У евразийцев сложилось совсем не оправданное представление, будто революция в каком-то смысле уже кончилась и выплавливание новой России завершилось. Заглядевшись на мнимую социальную стройку, завлеченные “современною страстью к твердому устроению и максимализму”, евразийцы проглядели самое существо русского процесса. Они странно оглохли к той духовной смуте, которая в действительности и пучит и взрывает историческую поверхность. Евразийское внимание рассеялось по социально-политической поверхности, в евразийском восприятии притупляется и меркнет весь острый и могучий трагизм Русской смуты. Внутри России, в самых недрах русского бытия и духа, все еще продолжается смертельная борьба, борьба разночестных и несовместимых начал, — и, может быть, именно сейчас она в наивысшем разгаре и напряжении. Раскаленная и расплавленная народная масса все еще в огне, вулканические сотрясения не прекратились, и основной кристаллизационный процесс едва еще начался.

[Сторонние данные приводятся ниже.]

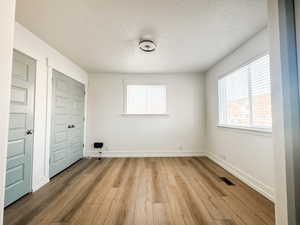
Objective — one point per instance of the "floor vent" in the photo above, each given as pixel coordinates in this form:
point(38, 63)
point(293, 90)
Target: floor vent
point(227, 181)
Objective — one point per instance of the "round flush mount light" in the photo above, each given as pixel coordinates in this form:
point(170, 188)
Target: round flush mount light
point(147, 45)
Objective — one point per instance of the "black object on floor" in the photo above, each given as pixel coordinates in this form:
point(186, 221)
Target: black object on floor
point(227, 181)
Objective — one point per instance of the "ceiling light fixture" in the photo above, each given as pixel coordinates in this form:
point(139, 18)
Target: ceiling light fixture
point(147, 45)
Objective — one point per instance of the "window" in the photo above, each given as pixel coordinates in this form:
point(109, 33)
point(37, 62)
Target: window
point(146, 99)
point(245, 96)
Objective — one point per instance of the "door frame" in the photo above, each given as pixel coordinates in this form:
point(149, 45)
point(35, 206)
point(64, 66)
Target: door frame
point(52, 112)
point(33, 114)
point(285, 108)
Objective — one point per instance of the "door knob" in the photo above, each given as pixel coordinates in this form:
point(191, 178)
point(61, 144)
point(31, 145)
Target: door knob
point(29, 132)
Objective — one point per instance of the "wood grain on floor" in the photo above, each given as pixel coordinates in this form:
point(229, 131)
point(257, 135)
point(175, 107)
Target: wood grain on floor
point(142, 191)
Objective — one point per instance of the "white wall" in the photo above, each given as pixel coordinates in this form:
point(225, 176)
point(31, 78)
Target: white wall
point(47, 59)
point(249, 155)
point(179, 134)
point(7, 18)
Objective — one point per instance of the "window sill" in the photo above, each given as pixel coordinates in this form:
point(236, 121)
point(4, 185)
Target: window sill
point(150, 115)
point(247, 129)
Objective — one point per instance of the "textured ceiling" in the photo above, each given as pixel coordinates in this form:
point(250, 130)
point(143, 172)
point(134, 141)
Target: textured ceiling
point(103, 35)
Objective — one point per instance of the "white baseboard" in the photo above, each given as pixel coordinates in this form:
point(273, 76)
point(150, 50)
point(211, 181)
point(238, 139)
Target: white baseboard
point(257, 185)
point(142, 154)
point(42, 182)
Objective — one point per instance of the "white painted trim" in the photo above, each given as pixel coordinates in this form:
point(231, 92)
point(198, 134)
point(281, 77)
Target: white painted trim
point(257, 185)
point(251, 129)
point(43, 181)
point(142, 154)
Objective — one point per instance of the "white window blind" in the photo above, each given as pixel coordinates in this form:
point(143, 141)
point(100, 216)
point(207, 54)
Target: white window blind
point(146, 99)
point(245, 96)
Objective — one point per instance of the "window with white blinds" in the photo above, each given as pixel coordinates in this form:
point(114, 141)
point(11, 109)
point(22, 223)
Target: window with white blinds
point(245, 96)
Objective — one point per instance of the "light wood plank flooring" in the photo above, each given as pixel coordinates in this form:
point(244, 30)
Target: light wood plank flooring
point(145, 191)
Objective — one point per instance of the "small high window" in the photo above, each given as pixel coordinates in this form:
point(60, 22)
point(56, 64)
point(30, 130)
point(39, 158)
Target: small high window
point(245, 96)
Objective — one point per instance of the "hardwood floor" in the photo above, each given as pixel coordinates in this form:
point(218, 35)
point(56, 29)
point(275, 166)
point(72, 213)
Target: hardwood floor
point(142, 191)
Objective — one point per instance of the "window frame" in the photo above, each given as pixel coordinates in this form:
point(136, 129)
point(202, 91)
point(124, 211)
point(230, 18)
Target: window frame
point(237, 127)
point(142, 83)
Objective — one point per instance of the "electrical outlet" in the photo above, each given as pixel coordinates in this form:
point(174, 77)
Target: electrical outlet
point(223, 157)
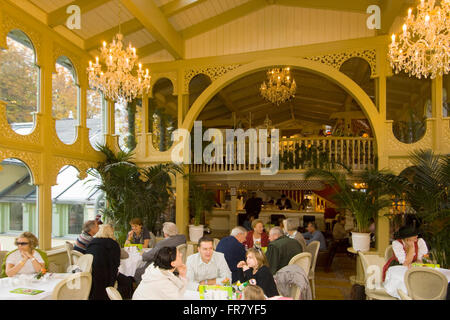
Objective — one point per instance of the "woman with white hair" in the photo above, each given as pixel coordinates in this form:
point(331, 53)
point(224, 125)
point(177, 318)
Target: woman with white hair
point(105, 265)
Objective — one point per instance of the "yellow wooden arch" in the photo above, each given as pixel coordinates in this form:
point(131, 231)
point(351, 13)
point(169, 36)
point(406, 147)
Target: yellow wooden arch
point(328, 72)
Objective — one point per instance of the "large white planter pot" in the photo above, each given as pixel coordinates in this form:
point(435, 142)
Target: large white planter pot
point(195, 232)
point(361, 241)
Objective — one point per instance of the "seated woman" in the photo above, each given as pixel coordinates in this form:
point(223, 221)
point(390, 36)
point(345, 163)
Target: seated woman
point(253, 292)
point(407, 248)
point(256, 271)
point(138, 234)
point(257, 237)
point(159, 281)
point(26, 259)
point(105, 264)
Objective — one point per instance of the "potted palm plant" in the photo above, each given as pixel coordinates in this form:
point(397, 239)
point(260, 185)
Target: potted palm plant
point(364, 203)
point(201, 200)
point(132, 191)
point(427, 191)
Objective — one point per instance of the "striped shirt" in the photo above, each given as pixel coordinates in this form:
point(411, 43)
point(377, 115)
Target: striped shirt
point(197, 270)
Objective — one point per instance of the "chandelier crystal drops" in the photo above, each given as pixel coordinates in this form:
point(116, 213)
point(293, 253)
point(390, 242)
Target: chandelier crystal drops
point(423, 49)
point(279, 86)
point(121, 82)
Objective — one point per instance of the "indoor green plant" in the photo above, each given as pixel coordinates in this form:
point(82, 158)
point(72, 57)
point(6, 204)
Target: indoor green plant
point(364, 204)
point(132, 191)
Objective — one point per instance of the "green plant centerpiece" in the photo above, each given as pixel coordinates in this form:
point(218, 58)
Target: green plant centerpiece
point(426, 188)
point(364, 203)
point(132, 191)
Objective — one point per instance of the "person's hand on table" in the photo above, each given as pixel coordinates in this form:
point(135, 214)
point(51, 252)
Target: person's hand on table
point(182, 270)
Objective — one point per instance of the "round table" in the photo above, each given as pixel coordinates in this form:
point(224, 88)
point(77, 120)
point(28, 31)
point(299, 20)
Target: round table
point(395, 279)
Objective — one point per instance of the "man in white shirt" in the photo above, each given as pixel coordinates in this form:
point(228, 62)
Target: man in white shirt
point(207, 266)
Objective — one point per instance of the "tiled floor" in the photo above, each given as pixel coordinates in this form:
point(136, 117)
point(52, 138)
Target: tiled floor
point(335, 285)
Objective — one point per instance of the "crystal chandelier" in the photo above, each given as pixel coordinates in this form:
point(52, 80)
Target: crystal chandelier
point(121, 82)
point(279, 87)
point(423, 49)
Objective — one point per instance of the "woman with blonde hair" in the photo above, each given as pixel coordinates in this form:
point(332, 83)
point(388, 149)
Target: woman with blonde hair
point(26, 259)
point(105, 265)
point(255, 270)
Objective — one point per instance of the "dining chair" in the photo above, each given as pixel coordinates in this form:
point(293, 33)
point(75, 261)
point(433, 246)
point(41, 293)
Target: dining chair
point(313, 248)
point(403, 296)
point(183, 248)
point(368, 260)
point(85, 262)
point(425, 283)
point(303, 260)
point(388, 253)
point(77, 286)
point(113, 294)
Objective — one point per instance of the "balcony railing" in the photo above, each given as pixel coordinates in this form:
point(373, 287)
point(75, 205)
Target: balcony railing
point(297, 154)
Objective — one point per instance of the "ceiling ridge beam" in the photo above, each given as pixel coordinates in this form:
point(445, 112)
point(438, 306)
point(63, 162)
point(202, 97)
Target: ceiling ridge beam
point(177, 6)
point(157, 24)
point(223, 18)
point(126, 28)
point(59, 16)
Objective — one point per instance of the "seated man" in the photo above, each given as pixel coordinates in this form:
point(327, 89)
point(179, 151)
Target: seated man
point(314, 235)
point(234, 250)
point(281, 249)
point(171, 239)
point(207, 267)
point(340, 240)
point(90, 228)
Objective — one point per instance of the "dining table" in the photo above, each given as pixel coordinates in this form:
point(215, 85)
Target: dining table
point(27, 287)
point(395, 279)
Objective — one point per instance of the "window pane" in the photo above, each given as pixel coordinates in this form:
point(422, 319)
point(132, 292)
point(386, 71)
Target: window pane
point(18, 199)
point(15, 217)
point(65, 100)
point(19, 81)
point(76, 217)
point(94, 118)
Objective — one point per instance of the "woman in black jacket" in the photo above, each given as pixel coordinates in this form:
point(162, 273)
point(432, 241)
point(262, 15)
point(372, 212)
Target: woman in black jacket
point(105, 265)
point(256, 271)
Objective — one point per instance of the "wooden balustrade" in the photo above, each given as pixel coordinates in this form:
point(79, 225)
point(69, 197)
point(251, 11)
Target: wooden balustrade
point(296, 154)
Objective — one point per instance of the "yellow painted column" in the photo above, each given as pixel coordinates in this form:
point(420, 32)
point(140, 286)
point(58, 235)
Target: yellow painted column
point(436, 99)
point(382, 223)
point(182, 184)
point(45, 189)
point(182, 202)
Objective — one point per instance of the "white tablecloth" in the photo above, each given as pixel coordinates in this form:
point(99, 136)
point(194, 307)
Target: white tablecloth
point(395, 279)
point(128, 266)
point(47, 284)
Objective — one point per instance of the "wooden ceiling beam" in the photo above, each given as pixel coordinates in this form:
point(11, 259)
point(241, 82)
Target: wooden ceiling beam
point(127, 28)
point(157, 24)
point(173, 7)
point(59, 16)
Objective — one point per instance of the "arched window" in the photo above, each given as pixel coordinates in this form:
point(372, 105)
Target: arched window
point(95, 117)
point(408, 104)
point(74, 202)
point(65, 100)
point(18, 202)
point(163, 114)
point(19, 81)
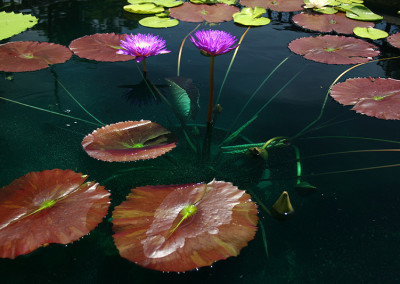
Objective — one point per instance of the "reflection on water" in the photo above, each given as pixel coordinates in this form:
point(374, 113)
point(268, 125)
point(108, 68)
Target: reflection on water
point(346, 232)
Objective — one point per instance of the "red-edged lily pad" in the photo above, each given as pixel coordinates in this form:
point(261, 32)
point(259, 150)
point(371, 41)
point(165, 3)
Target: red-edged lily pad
point(182, 227)
point(275, 5)
point(328, 23)
point(21, 56)
point(394, 40)
point(377, 97)
point(129, 141)
point(334, 49)
point(100, 47)
point(189, 12)
point(52, 206)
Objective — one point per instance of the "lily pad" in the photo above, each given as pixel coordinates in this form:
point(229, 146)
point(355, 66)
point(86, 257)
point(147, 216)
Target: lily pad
point(20, 56)
point(370, 33)
point(129, 141)
point(251, 17)
point(12, 24)
point(334, 49)
point(52, 206)
point(189, 12)
point(329, 23)
point(182, 227)
point(100, 47)
point(158, 22)
point(394, 40)
point(145, 8)
point(377, 97)
point(275, 5)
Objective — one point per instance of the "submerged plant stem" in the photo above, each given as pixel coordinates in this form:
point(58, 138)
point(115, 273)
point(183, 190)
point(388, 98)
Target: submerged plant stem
point(231, 63)
point(52, 112)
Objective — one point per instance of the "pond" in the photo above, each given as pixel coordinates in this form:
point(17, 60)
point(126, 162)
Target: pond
point(345, 231)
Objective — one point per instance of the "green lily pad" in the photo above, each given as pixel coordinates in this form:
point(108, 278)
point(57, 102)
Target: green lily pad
point(370, 33)
point(12, 24)
point(145, 8)
point(251, 17)
point(360, 12)
point(158, 22)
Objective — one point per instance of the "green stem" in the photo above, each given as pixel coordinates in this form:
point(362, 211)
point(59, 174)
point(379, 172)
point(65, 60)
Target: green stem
point(231, 63)
point(76, 101)
point(52, 112)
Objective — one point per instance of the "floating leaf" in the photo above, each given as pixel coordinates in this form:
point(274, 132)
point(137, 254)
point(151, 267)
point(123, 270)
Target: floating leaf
point(100, 47)
point(275, 5)
point(329, 23)
point(129, 141)
point(251, 17)
point(370, 33)
point(189, 12)
point(360, 12)
point(182, 227)
point(185, 96)
point(145, 8)
point(394, 40)
point(158, 22)
point(334, 49)
point(12, 24)
point(52, 206)
point(377, 97)
point(20, 56)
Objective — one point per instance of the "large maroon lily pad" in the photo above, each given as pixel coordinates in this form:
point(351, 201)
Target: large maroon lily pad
point(334, 49)
point(328, 23)
point(129, 141)
point(394, 40)
point(52, 206)
point(21, 56)
point(275, 5)
point(377, 97)
point(150, 228)
point(216, 13)
point(100, 47)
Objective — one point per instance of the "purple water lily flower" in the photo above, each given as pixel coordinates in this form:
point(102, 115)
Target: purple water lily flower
point(142, 46)
point(213, 42)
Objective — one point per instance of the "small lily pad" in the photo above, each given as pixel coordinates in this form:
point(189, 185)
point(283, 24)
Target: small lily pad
point(12, 24)
point(251, 17)
point(145, 8)
point(158, 22)
point(370, 33)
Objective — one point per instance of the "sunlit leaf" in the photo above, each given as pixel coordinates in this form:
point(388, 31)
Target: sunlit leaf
point(370, 33)
point(158, 22)
point(12, 24)
point(146, 8)
point(251, 17)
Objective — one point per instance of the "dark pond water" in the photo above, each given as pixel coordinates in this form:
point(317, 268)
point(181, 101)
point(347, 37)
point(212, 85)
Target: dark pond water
point(346, 232)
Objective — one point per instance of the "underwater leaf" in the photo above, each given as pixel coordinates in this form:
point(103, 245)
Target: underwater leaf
point(329, 23)
point(251, 17)
point(129, 141)
point(334, 49)
point(275, 5)
point(100, 47)
point(52, 206)
point(360, 12)
point(370, 33)
point(158, 22)
point(145, 8)
point(216, 13)
point(394, 40)
point(377, 97)
point(12, 24)
point(182, 227)
point(185, 96)
point(21, 56)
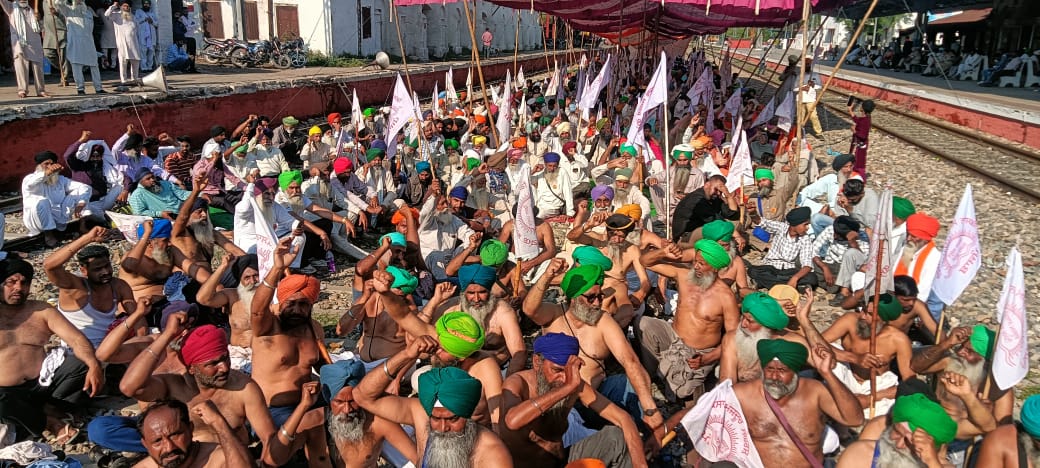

Наивная доверчивость к органической работе темных подсознательных сил соединяется в евразийском сознании с жутким, хотя и мечтательным упоением властью. Ибо “только единая и сильная власть способна провести русскую культуру через переходный период, канализировать и направить пафос революции”. В этой сильной власти найдет и оформит себя сама народная стихия, в ней воплотится, осуществит себя.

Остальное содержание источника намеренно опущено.